10.3 audit-result/v1.0-beta1.views.json

one-liner:
  description: "Single-line audit result summary"
  projection: >
    {
      id: id,
      overall_score: not_null(summary.overall_score, `0`),
      criteria_evaluated: not_null(summary.criteria_evaluated, `0`)
    }
  template: "Audit {id}: Score {overall_score} ({criteria_evaluated} criteria)"

summary:
  description: "Audit result overview with scores and references"
  projection: >
    {
      id: id,
      timestamp: timestamp,
      overall_score: not_null(summary.overall_score, `0`),
      criteria_evaluated: not_null(summary.criteria_evaluated, `0`),
      criteria_disabled: summary.criteria_disabled,
      evaluated_objects: evaluated_objects[].{schema: schema, object_id: object_id},
      policy_schema: audit_criteria.schema,
      policy_object_id: audit_criteria.object_id
    }
  template:
    title: "Audit Result: {id}"
    sections:
      - label: "Date"
        value: "{timestamp}"
      - label: "Overall Score"
        value: "{overall_score}"
      - label: "Criteria Evaluated"
        value: "{criteria_evaluated}"
      - label: "Criteria Disabled"
        value: "{criteria_disabled}"
        condition: exists
      - label: "Evaluated Objects"
        list: "{evaluated_objects[].schema}: {evaluated_objects[].object_id}"
        condition: exists
      - label: "Policy"
        value: "{policy_schema} ({policy_object_id})"
        condition: exists

full:
  description: "Complete audit result with all criteria evaluations"
  projection: "@"

for-report:
  description: "Projection optimized for compliance reporting"
  projection: >
    {
      id: id,
      timestamp: timestamp,
      overall_score: not_null(summary.overall_score, `0`),
      criteria_results: criteria_results[].{
        criterion_id: criterion_id,
        name: name,
        score: score,
        indicator_count: length(indicator_results)
      }
    }
  template:
    title: "Audit Report: {id}"
    sections:
      - label: "Date"
        value: "{timestamp}"
      - label: "Overall Score"
        value: "{overall_score}"
      - label: "Criteria Results"
        list: "{criteria_results[].name}: {criteria_results[].score} ({criteria_results[].indicator_count} indicators)"

11. Future Considerations

The following items are explicitly out of scope for v1.0 but may be addressed in future versions:

  • Computed fields: Fields derived from formulas (e.g., duration = time.end - time.start).

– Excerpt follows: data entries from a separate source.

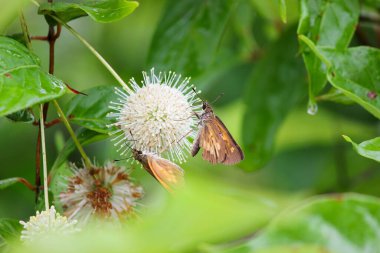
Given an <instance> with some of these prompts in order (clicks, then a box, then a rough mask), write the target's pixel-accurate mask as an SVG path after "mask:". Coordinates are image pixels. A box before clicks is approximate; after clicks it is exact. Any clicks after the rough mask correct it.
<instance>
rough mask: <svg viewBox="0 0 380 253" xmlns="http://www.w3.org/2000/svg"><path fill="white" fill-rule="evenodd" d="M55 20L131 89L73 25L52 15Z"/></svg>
mask: <svg viewBox="0 0 380 253" xmlns="http://www.w3.org/2000/svg"><path fill="white" fill-rule="evenodd" d="M52 17H53V18H54V19H55V20H57V21H58V22H60V23H61V24H62V25H63V26H64V27H65V28H66V29H67V30H69V32H71V34H72V35H74V36H75V37H77V39H78V40H79V41H81V42H82V43H83V44H84V45H85V46H86V47H87V48H88V49H89V50H90V51H91V52H92V53H93V54H94V55H95V57H96V58H98V60H99V61H100V62H101V63H102V64H103V65H104V66H105V67H106V68H107V69H108V71H109V72H110V73H111V74H112V75H113V77H114V78H115V79H116V80H117V81H118V82H119V84H120V85H121V86H123V87H124V88H125V89H127V90H129V87H128V85H127V84H126V83H125V82H124V81H123V79H122V78H121V77H120V76H119V75H118V74H117V73H116V71H115V70H114V69H113V68H112V67H111V65H110V64H109V63H108V62H107V61H106V60H105V59H104V58H103V56H101V55H100V54H99V53H98V51H96V50H95V48H94V47H92V46H91V45H90V43H88V42H87V41H86V40H85V39H84V38H83V37H82V36H81V35H80V34H79V33H78V32H77V31H75V30H74V29H73V28H72V27H71V26H69V25H68V24H65V23H64V22H62V21H61V20H60V19H59V18H57V17H54V16H52Z"/></svg>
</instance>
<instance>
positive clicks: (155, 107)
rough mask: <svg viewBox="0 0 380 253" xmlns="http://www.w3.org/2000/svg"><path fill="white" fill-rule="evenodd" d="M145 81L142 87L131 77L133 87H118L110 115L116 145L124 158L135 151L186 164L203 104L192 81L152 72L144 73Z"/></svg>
mask: <svg viewBox="0 0 380 253" xmlns="http://www.w3.org/2000/svg"><path fill="white" fill-rule="evenodd" d="M143 78H144V80H143V81H142V85H141V87H140V86H139V85H138V84H137V83H136V81H135V80H134V79H133V78H132V79H131V80H130V81H129V84H130V87H131V88H128V87H125V88H124V90H120V89H117V88H116V93H117V95H118V96H119V98H118V101H113V102H112V104H111V106H110V107H111V109H113V110H114V111H113V112H112V113H110V114H109V116H110V117H111V118H113V119H114V120H115V123H113V124H112V125H111V126H114V127H116V128H117V130H116V131H114V132H113V133H112V134H114V135H115V137H114V138H113V141H114V142H115V146H119V151H120V152H121V154H122V155H123V154H125V153H126V152H129V151H130V150H131V148H134V149H137V150H140V151H142V152H146V153H155V154H157V155H166V156H168V158H170V159H171V160H176V161H179V162H183V161H185V159H186V157H187V155H188V154H189V151H190V148H191V140H192V139H194V137H195V134H196V131H195V130H196V128H197V117H196V115H195V113H198V114H200V110H201V101H200V99H199V98H198V96H197V94H196V93H195V92H194V91H193V90H192V88H193V86H192V85H189V80H190V79H189V78H182V77H181V75H177V74H176V73H174V72H169V73H161V72H160V73H159V74H158V75H156V74H155V72H154V69H152V70H151V71H150V75H148V74H147V73H145V72H143ZM162 153H164V154H162Z"/></svg>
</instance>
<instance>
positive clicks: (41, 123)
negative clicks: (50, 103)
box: [40, 104, 49, 210]
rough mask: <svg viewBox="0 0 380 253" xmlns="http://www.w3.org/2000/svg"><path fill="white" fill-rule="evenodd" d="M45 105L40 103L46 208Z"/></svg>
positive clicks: (44, 193)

JMESPath's expression language may already support some of these.
  • Cross-schema views: Views that combine data from multiple related schema instances.
  • Localization: Templates in multiple languages.
  • View inheritance: A view extending another view with additional fields/sections.
  • Custom JMESPath functions: SDK-registered functions available in projection expressions.
  • Schema version ranges: Registry support for resolving "latest beta" or "any v1.x" instead of exact versions.